Baca berita dengan sedikit iklan, klik di sini
TEMPO.CO, Jakarta - Penyelesaian krisis di Myanmar belum menunjukkan perkembangan berarti. Meski ASEAN Leaders Meeting telah digelar untuk mendesak penyelesaian krisis Myanmar, kekerasan oleh junta militer tetap saja berlanjut di negeri seribu pagoda itu. Ratusan orang tewas akibat kekejaman junta sementara ribuan ditangkap tanpa alasan yang jelas. Suram.
Pada 24 April lalu, ketika ASEAN menetapkan lima poin konsensus penyelesaian krisis, warga Myanmar berharap banyak hal itu bisa menjadi solusi. Apalagi, junta yang dipimpin Jenderal Min Aung Hlaing 'menyetujui' poin-poinnya. Namun, di satu sisi, warga juga was-was. Mereka tahu pemerintah bayangan, National Unity Government (NUG), tidak dilibatkan dalam penyusunan konsensus itu dan Min Aung Hlaing bisa saja menarik kata-katanya mengingat konsensus bukanlah hukum. Itu rekomendasi.
Kekhawatiran mereka terbukti. Selang beberapa hari setelah ASEAN Leaders Meeting di Jakarta, Min Aung Hlaing tak punya komitmen jelas untuk mewujudkan lima poin konsensus. Ia menerapkan syarat ambigu, "bakal menerapkan lima poin konsensus ketika situasi di Myanmar kondusif". Dengan kekerasan yang masih berlanjut, situasi kondusif itu tidak akan pernah tercapai. Di sisi lain, definisi kondusif sendiri tak jelas.

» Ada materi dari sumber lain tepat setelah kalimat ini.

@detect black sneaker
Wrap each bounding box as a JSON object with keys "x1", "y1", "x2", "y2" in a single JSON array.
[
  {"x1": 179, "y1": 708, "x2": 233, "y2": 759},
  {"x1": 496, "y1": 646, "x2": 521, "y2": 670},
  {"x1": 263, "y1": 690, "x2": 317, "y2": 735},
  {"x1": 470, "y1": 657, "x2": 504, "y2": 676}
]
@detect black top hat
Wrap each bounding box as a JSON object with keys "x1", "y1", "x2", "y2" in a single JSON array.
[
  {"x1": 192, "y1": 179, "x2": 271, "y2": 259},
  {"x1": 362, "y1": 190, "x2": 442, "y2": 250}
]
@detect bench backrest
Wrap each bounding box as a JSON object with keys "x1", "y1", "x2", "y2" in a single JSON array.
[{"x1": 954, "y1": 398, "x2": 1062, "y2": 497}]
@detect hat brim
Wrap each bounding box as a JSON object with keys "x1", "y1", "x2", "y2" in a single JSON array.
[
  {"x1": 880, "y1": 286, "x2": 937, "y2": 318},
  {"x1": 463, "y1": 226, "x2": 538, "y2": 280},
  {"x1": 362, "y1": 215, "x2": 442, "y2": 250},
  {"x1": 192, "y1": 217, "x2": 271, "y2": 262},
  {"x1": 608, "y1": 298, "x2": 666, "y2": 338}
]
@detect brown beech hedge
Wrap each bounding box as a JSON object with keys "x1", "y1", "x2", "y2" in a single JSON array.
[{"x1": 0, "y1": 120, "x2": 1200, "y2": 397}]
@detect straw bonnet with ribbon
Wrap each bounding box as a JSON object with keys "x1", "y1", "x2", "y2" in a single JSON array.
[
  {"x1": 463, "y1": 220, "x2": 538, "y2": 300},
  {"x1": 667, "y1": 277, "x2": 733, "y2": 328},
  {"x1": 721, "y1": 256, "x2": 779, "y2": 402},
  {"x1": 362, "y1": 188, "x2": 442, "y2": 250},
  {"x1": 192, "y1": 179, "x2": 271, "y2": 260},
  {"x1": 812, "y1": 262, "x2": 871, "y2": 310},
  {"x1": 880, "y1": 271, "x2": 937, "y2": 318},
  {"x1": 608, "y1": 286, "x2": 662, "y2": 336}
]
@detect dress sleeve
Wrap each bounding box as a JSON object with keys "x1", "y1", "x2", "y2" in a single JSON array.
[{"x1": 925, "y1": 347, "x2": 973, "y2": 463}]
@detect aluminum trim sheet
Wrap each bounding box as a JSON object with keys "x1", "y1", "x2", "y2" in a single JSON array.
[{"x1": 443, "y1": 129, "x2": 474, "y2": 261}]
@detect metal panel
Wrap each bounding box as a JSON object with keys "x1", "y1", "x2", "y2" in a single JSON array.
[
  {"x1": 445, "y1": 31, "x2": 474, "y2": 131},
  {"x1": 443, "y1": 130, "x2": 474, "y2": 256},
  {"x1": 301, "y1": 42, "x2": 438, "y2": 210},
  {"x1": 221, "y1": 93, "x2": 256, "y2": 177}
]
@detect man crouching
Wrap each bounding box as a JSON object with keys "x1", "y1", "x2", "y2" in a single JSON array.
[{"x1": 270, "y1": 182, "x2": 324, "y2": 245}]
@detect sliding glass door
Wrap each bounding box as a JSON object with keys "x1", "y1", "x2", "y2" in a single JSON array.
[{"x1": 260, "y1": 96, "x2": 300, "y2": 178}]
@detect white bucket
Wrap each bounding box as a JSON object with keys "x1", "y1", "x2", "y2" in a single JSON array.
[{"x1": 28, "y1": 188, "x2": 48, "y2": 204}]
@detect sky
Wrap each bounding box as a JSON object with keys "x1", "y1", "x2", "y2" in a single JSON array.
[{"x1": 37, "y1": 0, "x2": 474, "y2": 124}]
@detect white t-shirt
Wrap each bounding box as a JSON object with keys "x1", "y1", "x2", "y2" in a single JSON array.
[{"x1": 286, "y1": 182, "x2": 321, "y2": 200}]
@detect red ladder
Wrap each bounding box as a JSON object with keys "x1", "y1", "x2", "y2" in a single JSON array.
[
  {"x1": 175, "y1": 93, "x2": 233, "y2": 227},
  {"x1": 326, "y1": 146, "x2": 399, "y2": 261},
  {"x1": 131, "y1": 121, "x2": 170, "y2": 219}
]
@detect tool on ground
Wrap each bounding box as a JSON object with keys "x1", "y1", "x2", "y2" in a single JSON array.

"Min Aung Hlaing tidak pernah peduli dengan konsensus itu. Begitu balik dari Indonesia, ia menangkap kurang lebih 3000 orang dan membunuh 200 orang. Ia menganggap konsensus ASEAN hanya masukan, pendapat," ujar Menteri Kerjasama Internasional dan Juru Bicara NUG, Dr. Sasa, ketika berbincang dengan Tempo kemarin, Senin, 7 Juni 2021.
Warga Myanmar, termasuk NUG, kembali berharap ke ASEAN. Kunjungan pejabat ASEAN mereka harapkan bisa mendesak junta militer untuk mewujudkan poin konsensus. Lagi-lagi harapan itu tak terwujud. Dua pejabat ASEAN, Ketua Erywan Yusof dan Sekretaris Jenderal Lim Jock Hoi, lebih mengutamakan pertemuan dengan junta militer.
Pemimpin junta Myanmar Jenderal Senior Min Aung Hlaing, yang menggulingkan pemerintah terpilih dalam kudeta pada 1 Februari, memimpin parade militer pada Hari Angkatan Bersenjata di Naypyitaw, Myanmar, 27 Maret 2021. [REUTERS / Stringer]
Dr. Sasa berkata, di titik tersebut NUG memutuskan untuk tidak lagi berharap terlalu banyak kepada Myanmar. Mereka bahkan mengatakan hanya ada sedikit kepercayaan yang tersisa untuk ASEAN. Bagi NUG, selama ASEAN tidak memiliki rencana solid untuk mengakhiri krisis Myanmar dan melibatkan warga, maka sulit untuk mempercayai mereka.
"Saya masih tidak habis pikir kenapa ASEAN memilih untuk tidak berbicara dengan kami. Kenapa kami tidak diundang ke pertemuan ASEAN? Kenapa mereka enggan berkomunikasi dengan kami? ASEAN telah gagal mengakomodir dua sisi."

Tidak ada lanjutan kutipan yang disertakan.